Tell me about Luxury Mail.

I got him as a 2-year-old from Harrington Horses [in England]. My upper-level horse at the time didn’t really want to do the upper-level stuff anymore, and I was trying to figure out how I was going to afford all of it. I said, “I’ll figure it out. I always figure it out. I’ll just get the horse, and I’ll work more.”

He got here, and I’ve done pretty much everything myself. I think he had been backed a couple of times before he came here, but I’m the only one who’s ever jumped him. I’ve worked with him a lot on the ground, and I take lessons here and there. I’ve done some lessons with Hawley Bennett-Awad and Andrea Baxter, but all the work here at home has been me and looking up different exercises that are good for young horses. The jumping comes very naturally for him.

The hardest part for us is the dressage because he’s huge. I just want to be very, very careful that I don’t push him too hard because of his size, so I’ve brought him along really slowly.

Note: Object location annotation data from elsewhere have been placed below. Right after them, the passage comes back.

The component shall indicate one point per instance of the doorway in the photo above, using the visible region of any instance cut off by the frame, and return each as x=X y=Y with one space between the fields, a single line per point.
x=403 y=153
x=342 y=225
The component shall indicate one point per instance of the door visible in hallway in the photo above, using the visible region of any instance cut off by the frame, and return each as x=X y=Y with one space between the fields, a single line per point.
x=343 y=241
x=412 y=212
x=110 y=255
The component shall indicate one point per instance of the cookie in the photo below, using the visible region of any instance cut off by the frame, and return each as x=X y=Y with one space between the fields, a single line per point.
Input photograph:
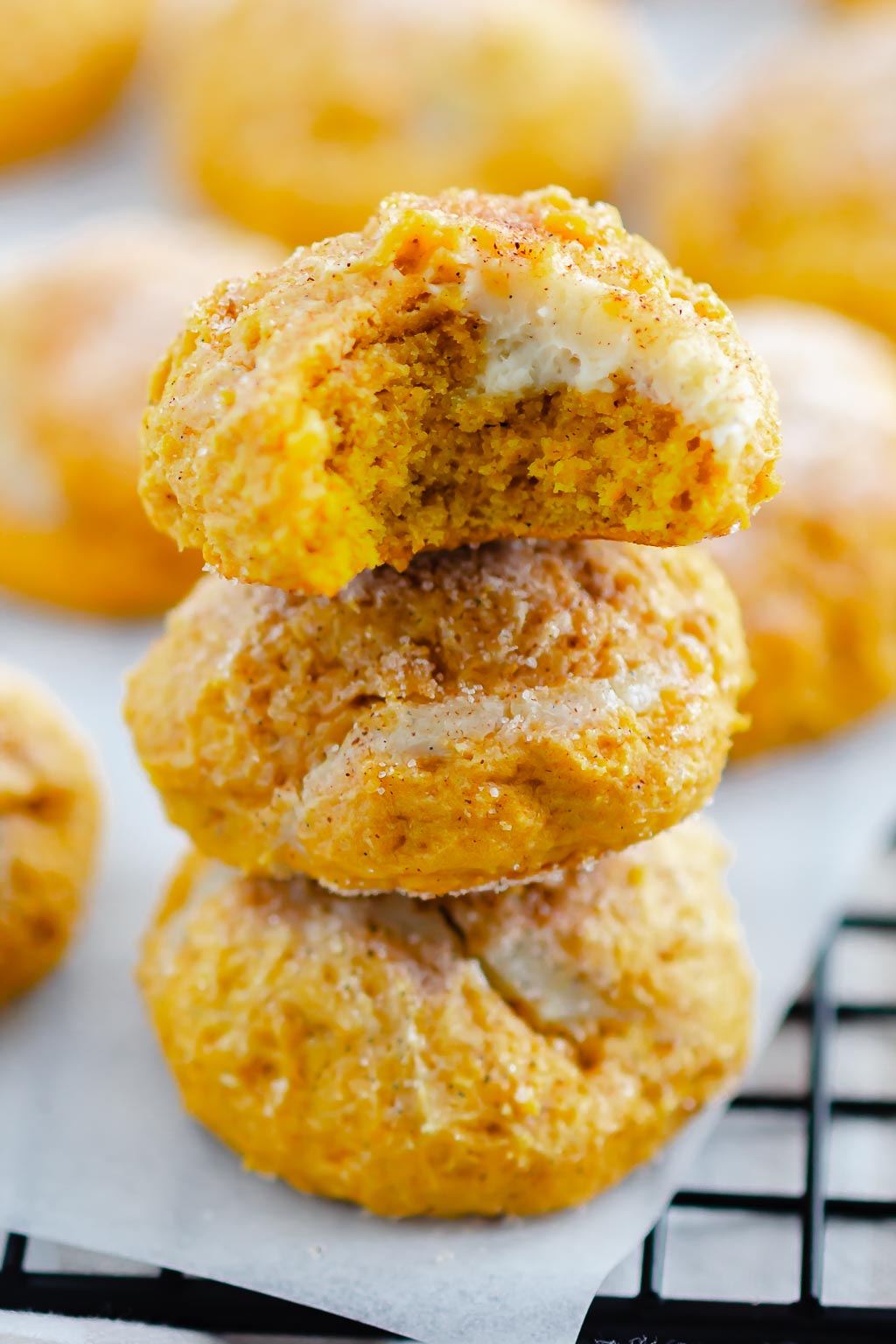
x=790 y=187
x=468 y=368
x=488 y=715
x=62 y=63
x=80 y=324
x=298 y=117
x=816 y=576
x=494 y=1054
x=49 y=831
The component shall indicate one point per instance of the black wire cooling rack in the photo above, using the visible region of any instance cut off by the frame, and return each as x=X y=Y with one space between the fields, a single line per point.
x=172 y=1298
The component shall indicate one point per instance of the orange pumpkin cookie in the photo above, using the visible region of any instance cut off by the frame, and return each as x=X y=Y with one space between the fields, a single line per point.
x=62 y=63
x=49 y=830
x=499 y=1054
x=790 y=188
x=80 y=330
x=489 y=714
x=466 y=368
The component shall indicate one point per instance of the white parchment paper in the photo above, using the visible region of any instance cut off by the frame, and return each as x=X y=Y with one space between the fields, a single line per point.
x=95 y=1151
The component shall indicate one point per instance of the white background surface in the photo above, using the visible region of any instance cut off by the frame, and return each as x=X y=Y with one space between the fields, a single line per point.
x=93 y=1146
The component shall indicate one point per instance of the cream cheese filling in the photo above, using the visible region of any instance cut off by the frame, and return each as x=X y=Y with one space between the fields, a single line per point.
x=554 y=327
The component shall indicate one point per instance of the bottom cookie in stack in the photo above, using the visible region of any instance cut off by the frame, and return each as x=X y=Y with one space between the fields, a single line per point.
x=491 y=1054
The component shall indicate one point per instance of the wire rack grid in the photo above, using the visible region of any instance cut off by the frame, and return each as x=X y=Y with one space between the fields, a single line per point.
x=650 y=1313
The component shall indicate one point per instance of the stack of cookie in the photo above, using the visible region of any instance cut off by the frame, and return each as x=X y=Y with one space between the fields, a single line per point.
x=452 y=940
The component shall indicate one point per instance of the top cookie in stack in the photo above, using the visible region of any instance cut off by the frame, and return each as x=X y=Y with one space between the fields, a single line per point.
x=465 y=370
x=468 y=371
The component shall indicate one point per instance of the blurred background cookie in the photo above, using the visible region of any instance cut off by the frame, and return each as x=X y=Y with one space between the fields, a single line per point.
x=468 y=368
x=49 y=830
x=296 y=117
x=62 y=63
x=816 y=574
x=790 y=188
x=491 y=1055
x=80 y=326
x=484 y=717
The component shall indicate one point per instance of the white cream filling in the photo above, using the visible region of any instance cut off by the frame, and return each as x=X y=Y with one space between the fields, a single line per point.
x=464 y=724
x=535 y=970
x=557 y=328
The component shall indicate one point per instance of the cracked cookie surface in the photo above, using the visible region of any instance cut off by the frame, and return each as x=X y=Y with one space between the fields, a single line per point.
x=494 y=1054
x=60 y=67
x=486 y=715
x=49 y=831
x=788 y=187
x=466 y=368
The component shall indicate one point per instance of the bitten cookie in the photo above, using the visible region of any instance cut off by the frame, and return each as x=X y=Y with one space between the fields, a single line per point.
x=62 y=63
x=468 y=368
x=792 y=187
x=49 y=831
x=816 y=576
x=506 y=1054
x=80 y=328
x=486 y=715
x=296 y=117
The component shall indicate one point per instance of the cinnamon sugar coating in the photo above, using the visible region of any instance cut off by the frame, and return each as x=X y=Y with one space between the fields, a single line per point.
x=486 y=715
x=468 y=368
x=494 y=1054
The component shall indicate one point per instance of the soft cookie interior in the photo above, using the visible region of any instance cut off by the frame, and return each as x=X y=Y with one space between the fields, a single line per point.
x=468 y=368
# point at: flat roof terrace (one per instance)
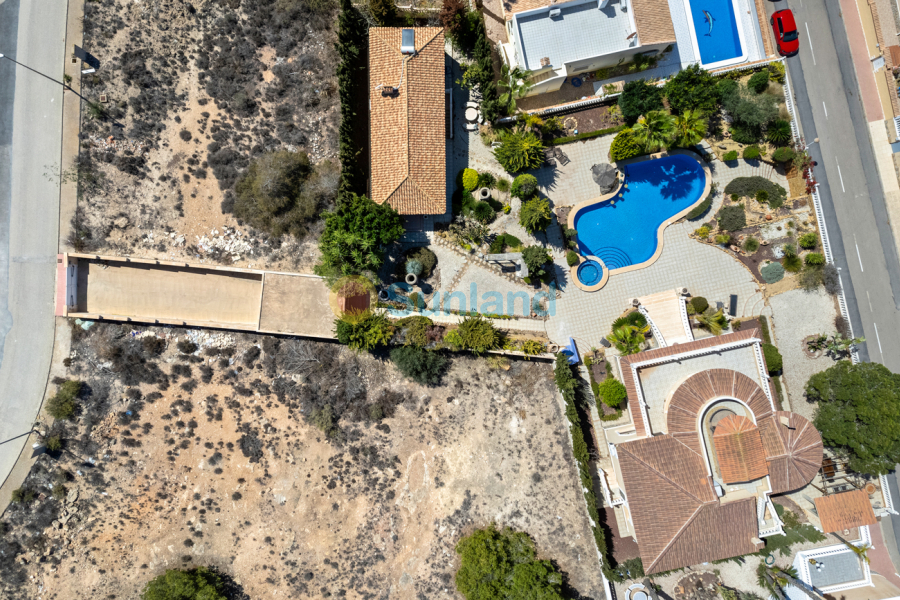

I did the [USEA Future Event Horse program] as a 3-year-old to get the exposure, and then I did the FEH as a 4-year-old as well. I think that taking it slow has worked for him. He’s incredibly smart and bold and brave, and for his size and age it’s ridiculous how adjustable he is. He’s remarkable.

He’s just a giant puppy dog. His personality, he wants to be in your pocket, he wants to be your buddy. The two hardest things I had breaking him were that I couldn’t get him to stay in the turnout—he kept jumping out—and the other thing was getting on him was really hard! He’s just a good dude.

How did you get into eventing?

I started in the hunter ring, but I kept getting in trouble because I kept taking care of the horses, and the grooms didn’t like that. My trainer moved back east and suggested eventing because I didn’t really fit in the hunter world.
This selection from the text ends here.